Chauvin juror wore BLM shirt in 2020, now says people should join juries 'to spark some change'

The impartiality of one of the jurors who convicted Derek Chauvin on all charges now is highly questionable, thanks to the discovery of a (now deleted) tweet from August last year and his own words in an interview one week ago, April 27.  Ian Miles Cheong sums it up in the Post Millennial:

A juror on the Derek Chauvin trial who told the court that he had no prior knowledge of the George Floyd civil case was photographed last August wearing a shirt that read "Get your knee off our necks" and "BLM." He stated last week that he saw jury duty as a means to "spark some change."

The juror, whose name is Brandon Mitchell and whose juror number was 52, may have perjured himself during the voir dire examination of his suitability for the jury by claiming little knowledge of the case.

You can hear his voir dire here:

That claim of having heard little about the case and being able to render an impartial verdict is inconsistent with him wearing a BLM shirt reading "Get your knee off our necks" last August.  His uncle posted a tweet of him wearing the shirt and then attempted to hide the evidence by deleting the tweet, which had been captured in a screengrab:


Source.

Perhaps forgetting about that photo, Brandon Mitchell gave a radio interview in which he said:

I mean it's important if we wanna see some change, we wanna see some things going different, we gotta into these avenues, get into these rooms to try to spark some change[.] ... Jury duty is one of those things.  Jury duty.  Voting.  All of those things we gotta do.

My friend Lauri Regan, a lawyer, thinks Mitchell may be subject to prosecution for perjury during voir dire, which is conducted under oath:

[H]e intentionally lied as an activist looking to use [jury membership] as a tactic going forward. He intentionally tried to manipulate a verdict through lying under oath.  That's criminal and if it's not shut down and quickly, it will become a serious problem in our judicial system.  Imagine all of the Black jurors ... and white freak jurors who lie in order to convict people with whom they have ideological differences — the law be damned.  One more nail in the coffin of our democracy. 

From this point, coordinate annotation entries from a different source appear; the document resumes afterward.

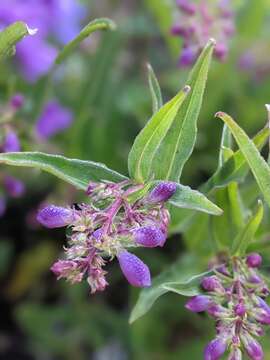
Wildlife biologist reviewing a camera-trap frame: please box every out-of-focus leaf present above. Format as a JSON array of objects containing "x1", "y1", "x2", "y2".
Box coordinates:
[
  {"x1": 232, "y1": 201, "x2": 263, "y2": 255},
  {"x1": 169, "y1": 184, "x2": 222, "y2": 215},
  {"x1": 216, "y1": 112, "x2": 270, "y2": 206},
  {"x1": 129, "y1": 256, "x2": 205, "y2": 323},
  {"x1": 152, "y1": 39, "x2": 215, "y2": 181},
  {"x1": 128, "y1": 87, "x2": 190, "y2": 182},
  {"x1": 147, "y1": 64, "x2": 163, "y2": 114},
  {"x1": 0, "y1": 21, "x2": 37, "y2": 60},
  {"x1": 55, "y1": 18, "x2": 116, "y2": 64},
  {"x1": 0, "y1": 152, "x2": 126, "y2": 190}
]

Chauvin's lawyers may well raise the issue of a tainted jury on appeal.  Of course, given all the intimidation, including the extensive destruction in the riots following the death of George Floyd, one wonders if any appellate court would have the courage to overturn any of the verdicts.

John Hinderaker, a lawyer himself, writes at Powerline:

It seems clear that Derek Chauvin was convicted by a jury that included some who never should have been selected because their minds were already made up — not surprising, given the pervasive and uniformly anti-Chauvin publicity that went on for nearly a year before the trial — and others, like the alternate who gave interviews last week, who were sensitive to the fact that if they delivered the "wrong" verdict, their houses may be burned down and their families' lives could be in danger.

Whether Chauvin was guilty, I don't know. We all know what he did, we saw it on video. But what was the cause or causes of death? And what was Chauvin's intent and state of mind? The videos can't tell us.

I don't think Chauvin got the kind of aggressive defense he deserved, but I also think, given the overwhelming pretrial publicity and the inhuman pressures on jurors, that it probably didn't make any difference.

Whatever his conduct, it seems clear to me that Derek Chauvin did not receive a fair trial, and that stands as a historic blot on our system of justice.  As Lauri Regan put it, "one more nail in the coffin of our democracy."